Das Leben des Propheten wird den Gläubigen als Vorbild empfohlen (Koran 33.21).
Die 47. Sure des Koran heißt nach dem Propheten Muhammad.

Die in Texten frommer Muslime dem Namen Mohammeds häufig nachgestellten a., a. s. oder s. a. s. bedeuten „Der Friede sei mit ihm” und sind ein Ausdruck religiösen Respekts des Autors gegenüber dem Gesandten Allahs.

Von Mohammed sind nicht nur Worte und Berichte über Taten überliefert, sondern auch einige Reliquien.

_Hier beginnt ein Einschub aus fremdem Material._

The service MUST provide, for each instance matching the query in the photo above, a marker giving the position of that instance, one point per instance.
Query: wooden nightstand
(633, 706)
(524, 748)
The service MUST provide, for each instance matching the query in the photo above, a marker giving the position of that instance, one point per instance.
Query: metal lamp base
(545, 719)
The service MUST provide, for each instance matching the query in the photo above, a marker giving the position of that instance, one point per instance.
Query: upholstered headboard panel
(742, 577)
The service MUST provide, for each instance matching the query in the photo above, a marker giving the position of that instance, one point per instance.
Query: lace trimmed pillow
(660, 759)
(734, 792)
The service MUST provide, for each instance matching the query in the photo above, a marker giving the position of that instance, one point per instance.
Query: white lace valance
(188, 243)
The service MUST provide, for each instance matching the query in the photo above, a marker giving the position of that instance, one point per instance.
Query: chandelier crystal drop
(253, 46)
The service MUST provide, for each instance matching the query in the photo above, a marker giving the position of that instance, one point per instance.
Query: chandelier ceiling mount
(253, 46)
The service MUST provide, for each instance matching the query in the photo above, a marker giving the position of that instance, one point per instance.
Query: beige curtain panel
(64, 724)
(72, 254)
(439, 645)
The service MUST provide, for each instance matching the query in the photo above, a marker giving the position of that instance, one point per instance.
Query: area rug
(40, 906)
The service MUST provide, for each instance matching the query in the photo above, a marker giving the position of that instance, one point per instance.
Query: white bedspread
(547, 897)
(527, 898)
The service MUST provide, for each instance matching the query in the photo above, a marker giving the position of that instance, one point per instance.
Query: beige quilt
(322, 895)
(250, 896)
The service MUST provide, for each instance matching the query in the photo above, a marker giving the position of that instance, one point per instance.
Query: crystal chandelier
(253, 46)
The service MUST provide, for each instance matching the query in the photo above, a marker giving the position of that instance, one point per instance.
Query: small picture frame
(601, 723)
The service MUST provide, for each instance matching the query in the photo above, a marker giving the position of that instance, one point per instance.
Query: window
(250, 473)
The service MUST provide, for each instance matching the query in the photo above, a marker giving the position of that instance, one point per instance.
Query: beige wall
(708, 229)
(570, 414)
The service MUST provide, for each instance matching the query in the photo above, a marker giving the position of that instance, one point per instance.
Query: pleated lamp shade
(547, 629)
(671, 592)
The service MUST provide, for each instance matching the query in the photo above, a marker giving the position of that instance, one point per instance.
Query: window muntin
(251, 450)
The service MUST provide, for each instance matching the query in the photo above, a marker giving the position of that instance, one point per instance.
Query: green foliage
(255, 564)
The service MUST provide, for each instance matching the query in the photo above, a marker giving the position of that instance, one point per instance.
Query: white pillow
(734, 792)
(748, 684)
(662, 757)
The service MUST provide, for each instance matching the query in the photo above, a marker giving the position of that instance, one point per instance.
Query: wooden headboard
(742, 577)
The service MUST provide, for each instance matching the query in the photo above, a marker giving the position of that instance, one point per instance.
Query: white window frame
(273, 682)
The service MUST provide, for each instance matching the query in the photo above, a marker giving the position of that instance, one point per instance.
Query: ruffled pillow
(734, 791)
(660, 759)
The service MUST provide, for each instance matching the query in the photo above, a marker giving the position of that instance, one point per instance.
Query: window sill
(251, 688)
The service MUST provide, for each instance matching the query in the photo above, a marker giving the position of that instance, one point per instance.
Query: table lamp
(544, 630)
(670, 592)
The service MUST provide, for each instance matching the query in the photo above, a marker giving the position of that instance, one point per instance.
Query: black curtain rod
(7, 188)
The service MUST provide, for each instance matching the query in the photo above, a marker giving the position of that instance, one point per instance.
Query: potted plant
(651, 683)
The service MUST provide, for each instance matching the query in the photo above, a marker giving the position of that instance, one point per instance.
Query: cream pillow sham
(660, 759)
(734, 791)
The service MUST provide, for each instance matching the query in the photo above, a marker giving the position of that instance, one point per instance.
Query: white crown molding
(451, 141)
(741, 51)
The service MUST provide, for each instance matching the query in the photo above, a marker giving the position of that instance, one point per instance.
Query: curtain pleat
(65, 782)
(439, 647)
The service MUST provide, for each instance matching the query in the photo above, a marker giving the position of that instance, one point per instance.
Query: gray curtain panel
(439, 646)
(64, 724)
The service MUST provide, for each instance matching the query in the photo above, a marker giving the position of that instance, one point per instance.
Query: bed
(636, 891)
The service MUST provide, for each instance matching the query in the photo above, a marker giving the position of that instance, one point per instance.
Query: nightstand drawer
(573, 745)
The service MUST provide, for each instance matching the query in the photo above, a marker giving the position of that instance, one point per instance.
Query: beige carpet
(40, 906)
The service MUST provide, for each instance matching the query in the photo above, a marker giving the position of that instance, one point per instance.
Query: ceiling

Im Topakapi-Saray zu Istanbul verwahrt man einen Fußabdruck des Propheten, die Al-Hussain Moschee zu Kairo beherbergt ein Barthaar des Propheten, erhalten sind auch dem Propheten zugeschriebene Kleidungsstücke und ein Schwert, seine Fahne und sogar Zähne.
Die Abbildung des Propheten gilt hingegen als verwerflich.

Mohammed sind eine Reihe Wunder zugeschrieben, darunter eine Spaltung des Mondes. Er soll auch bereits bei seiner Geburt beschnitten gewesen sein, was auf eine besondere Verbindung zur Religion Ibrahims hindeute.

Wie manch andere außergewöhnliche Person soll Mohammed Epileptiker gewesen sein.